Ese es el tercer punto importante: la Historia imperialista británica (europea, dice Brown) tiene un peso enorme en la vida de la protagonista. Brown describe con exactitud el momento de revelación en que su personaje entiende que las superpotencias “no son superiores. No son nada sin una relatividad impuesta brutalmente. No hubo jamás ningún absoluto, ningún decreto divino. Solo un viscoso y caprichoso azar", azar que Inglaterra se dedicó a “borrar con facilidad pasmosa, los hechos de la historia británica no bélica del siglo XX se extirparon de la memoria colectiva”. En las escuelas se los reemplazó por “cuentos de hadas” sobre “un gobierno imperial benévolo”, que, según el relato falso de la esclavitud, liberó a los esclavos comprándolos a sus amos durante la Abolición. Y justamente esa “retribución” es el origen de la fortuna de la familia del hombre con el que ella podría casarse. Pero ahora que se da cuenta, ella siente que ya no tolera lo que llama (con toda razón) cosificación aplastante.

¿Es Reunión una novela de protesta? No del todo. Tal vez de denuncia. Como dice el historiador Howard Zinn, para protestar hay que tener una meta, una esperanza.

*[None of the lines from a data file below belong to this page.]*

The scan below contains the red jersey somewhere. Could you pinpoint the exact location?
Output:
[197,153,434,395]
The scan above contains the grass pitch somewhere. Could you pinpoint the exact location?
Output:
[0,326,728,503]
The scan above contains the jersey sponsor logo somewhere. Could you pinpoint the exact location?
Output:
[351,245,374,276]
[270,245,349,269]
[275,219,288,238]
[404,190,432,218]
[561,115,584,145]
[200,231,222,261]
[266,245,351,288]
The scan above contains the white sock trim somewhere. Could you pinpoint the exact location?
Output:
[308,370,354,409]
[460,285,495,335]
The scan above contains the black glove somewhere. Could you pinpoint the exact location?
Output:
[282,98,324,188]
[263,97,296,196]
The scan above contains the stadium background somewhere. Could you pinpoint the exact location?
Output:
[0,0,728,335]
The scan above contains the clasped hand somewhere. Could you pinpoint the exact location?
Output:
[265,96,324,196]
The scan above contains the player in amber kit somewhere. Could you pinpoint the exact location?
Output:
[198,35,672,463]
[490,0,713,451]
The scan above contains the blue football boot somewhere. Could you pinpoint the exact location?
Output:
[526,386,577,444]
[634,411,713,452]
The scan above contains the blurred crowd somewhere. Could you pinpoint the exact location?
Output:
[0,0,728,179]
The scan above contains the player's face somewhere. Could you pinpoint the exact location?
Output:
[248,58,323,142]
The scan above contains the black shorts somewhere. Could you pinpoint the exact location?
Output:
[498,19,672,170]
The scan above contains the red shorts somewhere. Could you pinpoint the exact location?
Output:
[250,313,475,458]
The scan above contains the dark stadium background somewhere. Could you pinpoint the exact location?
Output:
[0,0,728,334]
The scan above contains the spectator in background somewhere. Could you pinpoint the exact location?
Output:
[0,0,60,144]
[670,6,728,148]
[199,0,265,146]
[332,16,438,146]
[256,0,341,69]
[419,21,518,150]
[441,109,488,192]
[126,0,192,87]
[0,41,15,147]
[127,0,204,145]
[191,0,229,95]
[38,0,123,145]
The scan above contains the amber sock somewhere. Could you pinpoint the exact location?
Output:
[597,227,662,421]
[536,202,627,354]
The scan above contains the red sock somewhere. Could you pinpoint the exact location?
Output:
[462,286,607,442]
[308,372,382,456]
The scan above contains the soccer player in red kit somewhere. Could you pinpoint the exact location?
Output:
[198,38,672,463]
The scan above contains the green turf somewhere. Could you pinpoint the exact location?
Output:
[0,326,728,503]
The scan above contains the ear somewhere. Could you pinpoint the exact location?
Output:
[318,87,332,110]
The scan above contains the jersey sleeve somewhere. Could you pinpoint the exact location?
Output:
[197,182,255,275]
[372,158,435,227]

La narradora de Brown no la tiene. Prefiere el suicidio, dejarse morir para no seguir siendo la que le piden los mandatos. Desde su ascenso, la mandan a escuelas a hablar con las niñas sobre las posibilidades de “llegar”, sobre la “meritocracia” de la que ella sería un ejemplo. Y –ahora lo sabe-, cuando lo hace, está traicionando a las suyas, enseñando a las chicas que “ellas también debían aguantar”. Para no apuntalar así “ese constructo”, opta por no tratar su cáncer, elige “el desmontaje de la construcción. Un retorno, afortunadamente, al polvo”. Y con eso, todo -la falta de nombre de la protagonista, la historia borrada, la ceguera social de clase, el racismo, el peso de los mandatos- aparece también como un cáncer terminal de la cultura inglesa. Y no es una enfermedad nueva: los que venimos del subdesarrollo, dice la narradora, “recibimos odio. El Frente Nacional perseguía, apuñalaba, erradicaba. Churchill creó fuerzas especiales para echarnos. Por una Inglaterra blanca”.

La novela pinta a Inglaterra desde el margen, a pesar de que la primera persona puede decir “Tengo todo”. A pesar de que, según los ingleses, ella “llegó”. La pintura de Brown es de una contundencia implacable. El problema es que el personaje, que ve con claridad el punto exacto en que está la globalización europea pero no encuentra salida, no tiene un grupo al que unirse. En soledad absoluta, baja los brazos. Hace lo que le pedían: “desaparece”. Para que fuera una novela de protesta, haría falta una segunda parte sobre esa tragedia, una que busque un camino, una puerta colectiva.